PepsiCo Reports Growth In First Quarter 2013

April 18, 2013

PepsiCo, Inc. reported core earnings per share of $0.77 for the first quarter, an increase of 12 percent on organic revenue growth of 4.4 percent. PepsiCo Americas Foods organic revenue grew 6 percent in the quarter driven by organic revenue growth in all divisions, including Frito-Lay North America, Quaker Foods North America and Latin America Foods. The company reported net revenue increased of 5 percent in the quarter. Frito-Lay North America market share in the U.S. grew in the quarter, reflecting 4 percent volume growth driven by strategic investments and disciplined execution, according to the company.

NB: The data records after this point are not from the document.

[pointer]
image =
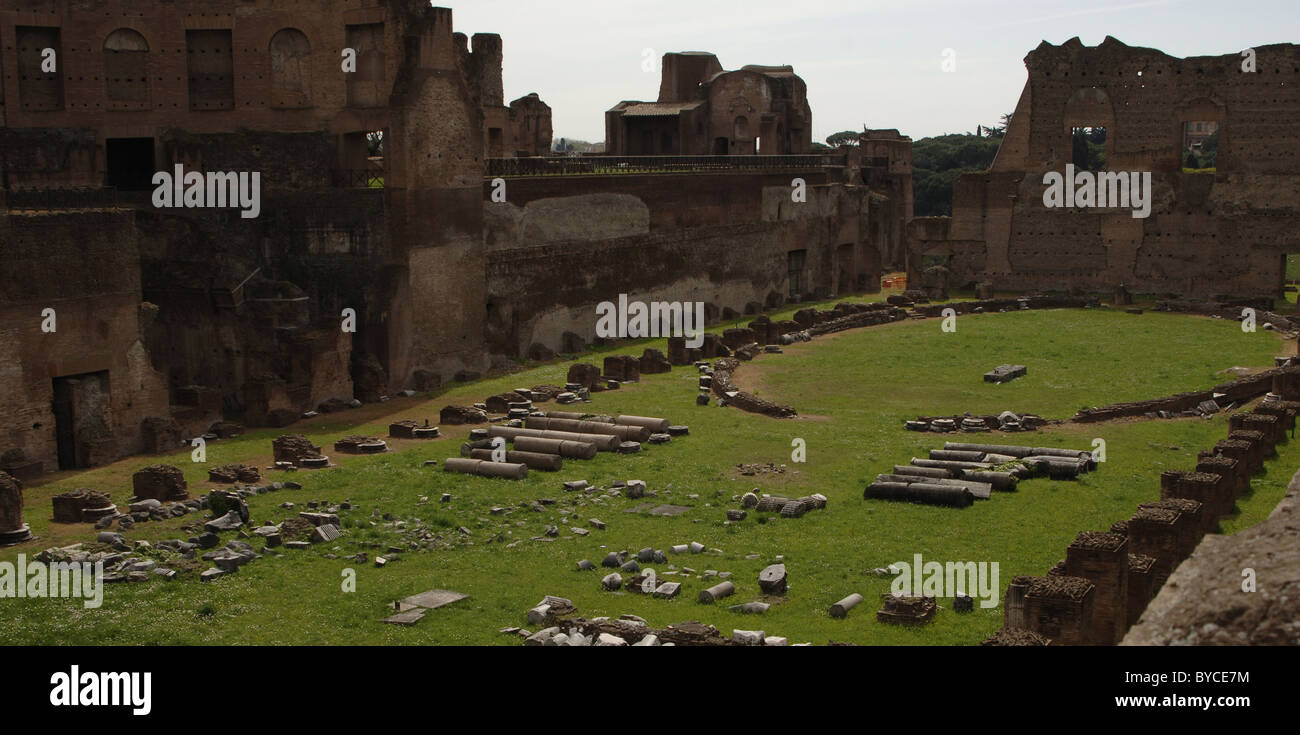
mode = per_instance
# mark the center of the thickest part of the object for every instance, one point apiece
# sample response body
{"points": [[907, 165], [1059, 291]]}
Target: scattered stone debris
{"points": [[408, 428], [359, 444], [234, 474], [82, 505], [295, 449], [906, 610], [160, 481], [1005, 374], [755, 468], [456, 415], [1004, 422]]}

On an organic basis, international beverage volume grew 6 percent and international snack volume grew 5 percent. PepsiCo Americas Beverages core constant currency operating profit grew 4 percent in the quarter reflecting favorable effective net pricing and productivity gains, according to the company. Reported operating profit was up 8 percent. Asia, Middle East and Africa (AMEA) organic revenue grew 15 percent in the quarter driven by organic volume growth in both snacks and beverages. Reported net revenue in AMEA declined 14 percent, reflecting the impact of structural changes, according to the company.

On an organic basis, emerging and developing market revenue grew 12 percent in the quarter. The refranchising of the company’s beverage business in China and unfavorable foreign exchange impacted emerging and developing markets net revenue growth by 11 percentage points, resulting in 1 percent reported net revenue growth, according to the company. Core gross margin expanded 130 basis points and reported gross margin expanded 100 basis points. Core operating margin expanded 80 basis points including an 11 percent increase in advertising and marketing expense. On track to deliver targeted $900 million of productivity savings during 2013 and $3 billion in productivity savings by 2015.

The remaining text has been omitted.